Ellen Wilson’s Trip to Italy
While President Woodrow Wilson was in Italy as part of his triumphant tour in Europe to mark the end of the war and the negotiations for peace, he is likely to have thought of his first wife, Ellen Axson Wilson.
The highly-educated daughter of a Presbyterian Minister from Georgia, Ellen Axson had studied art at the Arts Student League of New York before marrying Wilson and joining him at Bryn Mawr for his first teaching position. Though Ellen remained interested in art and continued to do some painting, she dedicated herself to being the wife of an academic, even learning German to help him with his studies when he had trouble with the language. The couple had three daughters before Woodrow Wilson began his final teaching position at Princeton University in 1890. After twelve years, he would be chosen to be the president of the school.

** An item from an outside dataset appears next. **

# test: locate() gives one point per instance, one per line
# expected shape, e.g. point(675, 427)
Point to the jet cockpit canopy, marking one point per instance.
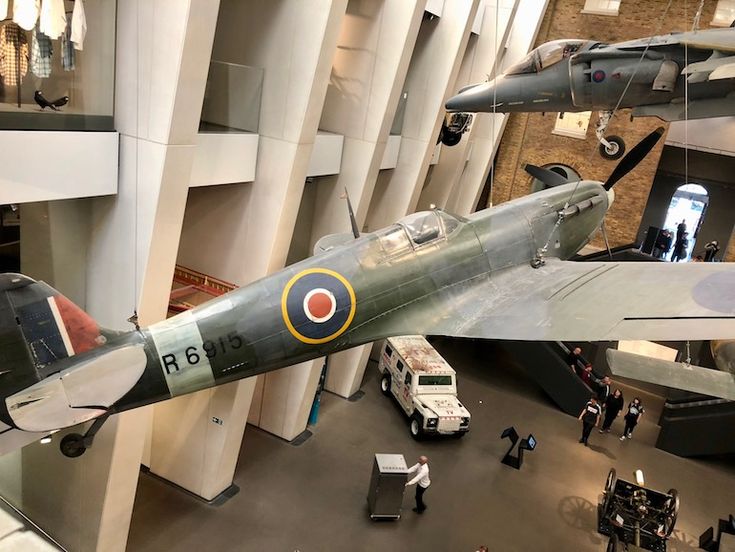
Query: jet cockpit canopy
point(545, 56)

It was certainly Ellen Wilson’s interest in art that drove her decision to take a trip to Italy in 1904, perhaps also influenced by Woodrow’s trip to England the year before. Though she excelled at managing the household and performing in the very public role of an administrator’s wife, she also continued to paint and to seek out contemporary artists.
Bringing the middle daughter, Jessie, along to see the galleries of Rome, Florence, and Assisi, Ellen deepened her appreciation for the Renaissance painters, as she frequently mentions in her many letters home to Woodrow Wilson. However, the collections in Italy did not always outdo the museums she already knew from the United States. In one of their early excursions to a Roman museum,
We went into a room full of the early Tuscan school and he began by pointing out the biggest one as a “Van dyke,”—and of course I contradicted him flatly! Then he told us a great picture of the Venetian school was “Botticelli”: it was really a “Cesare da Sesto.” That is a specimen! At last I tried him with three I knew, and he said they were all “Ghirlandaio’s”; so I told him one was a “Lorenzo di Credi”, one a “Lippo Lippi,” and the third a “Botticelli”: and that we had no further use for his services!

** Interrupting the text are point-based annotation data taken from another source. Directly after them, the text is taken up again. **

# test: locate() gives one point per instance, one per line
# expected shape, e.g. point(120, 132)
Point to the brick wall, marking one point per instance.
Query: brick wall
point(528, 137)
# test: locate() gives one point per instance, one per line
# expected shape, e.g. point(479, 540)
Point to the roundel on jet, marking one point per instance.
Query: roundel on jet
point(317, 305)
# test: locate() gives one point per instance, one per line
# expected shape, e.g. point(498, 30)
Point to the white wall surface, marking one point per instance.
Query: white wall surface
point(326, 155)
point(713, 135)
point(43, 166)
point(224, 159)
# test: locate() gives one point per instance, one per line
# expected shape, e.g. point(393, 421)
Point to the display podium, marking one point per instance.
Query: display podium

However, of the art in Assisi, she wrote:
And not only is the quality of much of it very high, but the quantity is amazing, practically every particle portion of the wall-space of two huge cathedrals, with a dozen chapels to boot, are covered with frescoes. One could not exhaust the interest,—or the freshness of it in a month. I make some delightful new discovery every day.

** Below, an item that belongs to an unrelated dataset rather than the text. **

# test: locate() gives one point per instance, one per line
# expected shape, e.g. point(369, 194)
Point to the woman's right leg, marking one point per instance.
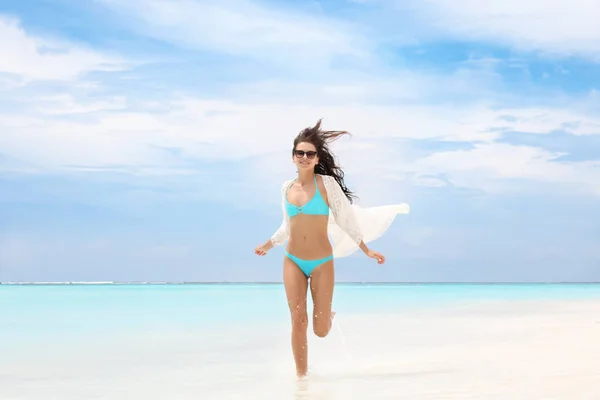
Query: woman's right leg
point(296, 285)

There were some difficulties along the way, though. In addition to loneliness, struggles with the language, and the general troubles of traveling, Jessie suffered a serious case of diphtheria along the way. It was a doctor’s administration of the recently perfected antitoxin that saved the young girl’s life. Jessie pulled through and was taking an interest in the sights of Florence again before too long.
In the end, the women had a memorable journey, one that would stay with Jessie as she went off to college that fall and would inspire Ellen’s painting. Even as she took on the work of being the wife of a governor and then president, Ellen Wilson continued to design and paint and influence the other artists of her generation.